Acro-Yoga

Few weeks back, I walked into a garden café to ponder what I would blog about and there was a group of 6 people doing something that sort of looked like yoga.  Except they were on top of each other, in two sets of three. “Its called Acro-yoga” is what I was told by the French instructor leading the sequence. “A combination of yoga and acrobatics and involves two or three people doing one pose together” Seemed interesting; new concepts usually are.  They asked me if I wanted to join the class and since I had nothing else to do and could not think of a topic to blog about, I agreed. Seemed really hard and scary and like a lot of fun.   The first thing I was told is that I had to trust my team members and completely relax my body.
Here’s how the class worked.  One person is the base, one person is a flyer and the third person, if the pose calls for a third, is a spotter.
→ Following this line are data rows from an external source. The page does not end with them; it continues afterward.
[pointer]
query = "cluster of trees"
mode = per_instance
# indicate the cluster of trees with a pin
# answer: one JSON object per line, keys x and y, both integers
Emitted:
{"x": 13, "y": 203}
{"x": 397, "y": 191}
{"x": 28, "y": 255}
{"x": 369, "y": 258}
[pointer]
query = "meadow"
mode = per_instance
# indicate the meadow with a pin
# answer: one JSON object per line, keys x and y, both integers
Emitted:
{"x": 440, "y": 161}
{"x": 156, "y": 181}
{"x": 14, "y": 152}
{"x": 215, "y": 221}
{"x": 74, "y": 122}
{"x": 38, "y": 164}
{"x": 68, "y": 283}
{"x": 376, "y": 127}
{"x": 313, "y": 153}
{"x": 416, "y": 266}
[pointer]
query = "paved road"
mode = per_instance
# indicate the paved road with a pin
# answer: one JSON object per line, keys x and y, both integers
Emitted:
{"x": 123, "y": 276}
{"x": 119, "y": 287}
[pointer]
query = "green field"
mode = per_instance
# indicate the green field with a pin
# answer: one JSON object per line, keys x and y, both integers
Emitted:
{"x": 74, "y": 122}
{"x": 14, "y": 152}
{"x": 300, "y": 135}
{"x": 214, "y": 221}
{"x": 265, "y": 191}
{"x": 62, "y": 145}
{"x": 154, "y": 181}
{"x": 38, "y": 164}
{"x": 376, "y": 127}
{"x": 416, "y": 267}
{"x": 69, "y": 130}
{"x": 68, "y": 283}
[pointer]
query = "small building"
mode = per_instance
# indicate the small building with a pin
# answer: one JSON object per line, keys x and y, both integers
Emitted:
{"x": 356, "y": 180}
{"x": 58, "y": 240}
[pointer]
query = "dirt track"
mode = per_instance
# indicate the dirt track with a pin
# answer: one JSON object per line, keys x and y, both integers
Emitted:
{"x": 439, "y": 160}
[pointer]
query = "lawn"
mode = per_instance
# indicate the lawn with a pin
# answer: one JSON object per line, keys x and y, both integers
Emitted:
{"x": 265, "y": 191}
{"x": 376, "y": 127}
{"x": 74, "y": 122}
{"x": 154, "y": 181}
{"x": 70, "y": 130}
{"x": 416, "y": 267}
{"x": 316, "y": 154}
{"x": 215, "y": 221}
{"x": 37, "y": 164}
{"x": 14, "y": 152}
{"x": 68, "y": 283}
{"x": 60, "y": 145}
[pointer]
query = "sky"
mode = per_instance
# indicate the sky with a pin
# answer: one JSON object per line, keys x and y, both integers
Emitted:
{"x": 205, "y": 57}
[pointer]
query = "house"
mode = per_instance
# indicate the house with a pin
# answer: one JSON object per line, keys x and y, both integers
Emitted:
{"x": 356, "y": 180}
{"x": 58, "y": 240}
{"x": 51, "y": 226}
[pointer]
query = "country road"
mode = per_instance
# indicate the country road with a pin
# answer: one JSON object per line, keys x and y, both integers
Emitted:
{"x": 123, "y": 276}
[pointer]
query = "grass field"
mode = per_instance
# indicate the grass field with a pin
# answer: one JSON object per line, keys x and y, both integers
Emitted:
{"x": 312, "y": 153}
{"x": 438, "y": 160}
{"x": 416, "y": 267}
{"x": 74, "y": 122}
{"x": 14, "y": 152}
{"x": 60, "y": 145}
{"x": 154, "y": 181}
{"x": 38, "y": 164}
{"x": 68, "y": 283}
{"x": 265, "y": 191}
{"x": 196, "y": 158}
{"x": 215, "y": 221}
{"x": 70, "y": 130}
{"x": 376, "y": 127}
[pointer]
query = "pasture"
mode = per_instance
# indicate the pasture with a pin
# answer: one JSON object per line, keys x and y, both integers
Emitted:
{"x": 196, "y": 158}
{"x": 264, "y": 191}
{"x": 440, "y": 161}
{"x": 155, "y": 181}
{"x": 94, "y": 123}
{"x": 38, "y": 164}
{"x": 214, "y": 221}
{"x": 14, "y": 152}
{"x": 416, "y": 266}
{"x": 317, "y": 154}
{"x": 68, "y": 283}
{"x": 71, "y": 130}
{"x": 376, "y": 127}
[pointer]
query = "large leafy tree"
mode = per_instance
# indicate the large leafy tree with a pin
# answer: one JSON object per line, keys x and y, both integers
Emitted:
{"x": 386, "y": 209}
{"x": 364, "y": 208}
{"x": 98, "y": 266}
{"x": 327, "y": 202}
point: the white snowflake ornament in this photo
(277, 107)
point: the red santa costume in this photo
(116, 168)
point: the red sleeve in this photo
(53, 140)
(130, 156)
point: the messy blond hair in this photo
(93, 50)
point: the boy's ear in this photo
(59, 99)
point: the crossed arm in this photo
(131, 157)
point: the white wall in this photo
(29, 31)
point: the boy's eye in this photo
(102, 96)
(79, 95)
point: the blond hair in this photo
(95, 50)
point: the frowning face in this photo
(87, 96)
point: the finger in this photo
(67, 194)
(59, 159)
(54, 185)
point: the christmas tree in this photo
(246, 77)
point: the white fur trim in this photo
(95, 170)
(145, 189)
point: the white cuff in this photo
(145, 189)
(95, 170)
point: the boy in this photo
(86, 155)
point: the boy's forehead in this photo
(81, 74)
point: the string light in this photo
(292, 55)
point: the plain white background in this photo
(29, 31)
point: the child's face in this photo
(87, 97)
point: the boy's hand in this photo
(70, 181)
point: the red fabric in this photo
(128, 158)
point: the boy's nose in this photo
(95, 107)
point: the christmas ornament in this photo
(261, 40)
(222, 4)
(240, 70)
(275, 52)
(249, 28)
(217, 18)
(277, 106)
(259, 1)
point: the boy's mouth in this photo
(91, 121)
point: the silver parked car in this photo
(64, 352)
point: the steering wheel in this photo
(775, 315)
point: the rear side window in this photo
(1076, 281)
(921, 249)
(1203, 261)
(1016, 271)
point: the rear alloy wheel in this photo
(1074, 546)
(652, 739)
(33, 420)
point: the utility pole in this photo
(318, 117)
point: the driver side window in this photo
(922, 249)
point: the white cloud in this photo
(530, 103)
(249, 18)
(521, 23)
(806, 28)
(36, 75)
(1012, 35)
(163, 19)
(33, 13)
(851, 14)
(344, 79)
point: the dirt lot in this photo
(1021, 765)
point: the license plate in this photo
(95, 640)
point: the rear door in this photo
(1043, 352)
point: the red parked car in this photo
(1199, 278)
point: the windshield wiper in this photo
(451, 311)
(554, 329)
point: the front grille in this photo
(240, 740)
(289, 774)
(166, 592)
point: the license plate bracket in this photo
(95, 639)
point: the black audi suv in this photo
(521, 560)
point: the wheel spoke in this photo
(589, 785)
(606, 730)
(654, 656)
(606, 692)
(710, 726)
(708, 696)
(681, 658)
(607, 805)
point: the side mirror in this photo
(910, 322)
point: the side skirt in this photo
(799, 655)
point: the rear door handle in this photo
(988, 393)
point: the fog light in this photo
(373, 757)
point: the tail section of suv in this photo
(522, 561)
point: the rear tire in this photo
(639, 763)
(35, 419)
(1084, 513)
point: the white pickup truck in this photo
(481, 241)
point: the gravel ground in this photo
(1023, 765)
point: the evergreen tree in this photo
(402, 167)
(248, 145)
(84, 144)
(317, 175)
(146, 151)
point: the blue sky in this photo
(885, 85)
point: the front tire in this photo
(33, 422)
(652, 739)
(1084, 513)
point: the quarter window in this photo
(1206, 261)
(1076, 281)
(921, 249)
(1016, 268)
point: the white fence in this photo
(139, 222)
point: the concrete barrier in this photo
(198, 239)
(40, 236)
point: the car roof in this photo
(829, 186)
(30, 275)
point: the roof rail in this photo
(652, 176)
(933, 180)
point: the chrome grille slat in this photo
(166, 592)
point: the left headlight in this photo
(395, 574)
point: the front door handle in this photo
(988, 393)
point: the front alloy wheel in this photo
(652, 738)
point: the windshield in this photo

As beginners. all three must be of roughly equal size and weight.
First, we learnt the plank on plank which is a two person pose.  I was surprised at how easy it was to have someone else do the plank on top of me while I was also in plank.  Some strength, but mostly technique and perfect alignment. I was the bottom plank or the “base”, she was the top plank, or the “flyer” and had her feet on my shoulders and hands holding my ankles. Easy enough.
The second pose involved three people.  I, the base, went into downward dog. The flyer backed up onto my sacrum, went into a back bend with arms stretched out behind her. The third person held on to her arms and, standing behind me (the person in down dog) also did a slight backbend, pulling the flyer deeper into the bend. I hope this makes sense?
Next we learnt the ”folded leaf”.  As the base, I lay on my back with my knees bent and with Charlie chaplin feet placed just below the flyers hip bones.  With straight arms, we held hands.  On an exhalation, the base straightened her legs to 90 degrees and bends her arms, bringing the flyers head down and legs a little less than 90 degrees, feet pointing to the ground and as wide apart as possible.  You tend to get all clenched up, especially as the flyer.  Its about trust and an openness to fall, because you really are only falling a few feet.  I thought of it as more acrobatics and less yoga, but with many of the same principles of breathing and alignment and keeping an open mind to a little bit of pain.  Either way, it was tons of fun. I took two Acro Yoga classes; they were a nice little break from the routine of  the Ashtanga primary series
This “acro – trust – yoga” seems to be becoming the latest yoga fad.   The last one I’d heard of was yogilates a combination of yoga and pilates.  And then there’s hot yoga.  And probably many other hybrids that I’ve yet to stumble across.  It’s all about ideas and being the first to have them. You take a concept, anything that hasn’t been done before, give it a fancy name, put a cool marketing spin on it and soon, everyone’s raving.   People are looking for innovative and interesting things to do to such an extent that it’s even penetrated this age old, established practice. I wonder if I can find a way to combine  yoga and splashing about in water. “Aqua-yoga.” Find a few celebrities to endorse me and I’m half way there to my first million. Whoever said there’s no money to be made in yoga?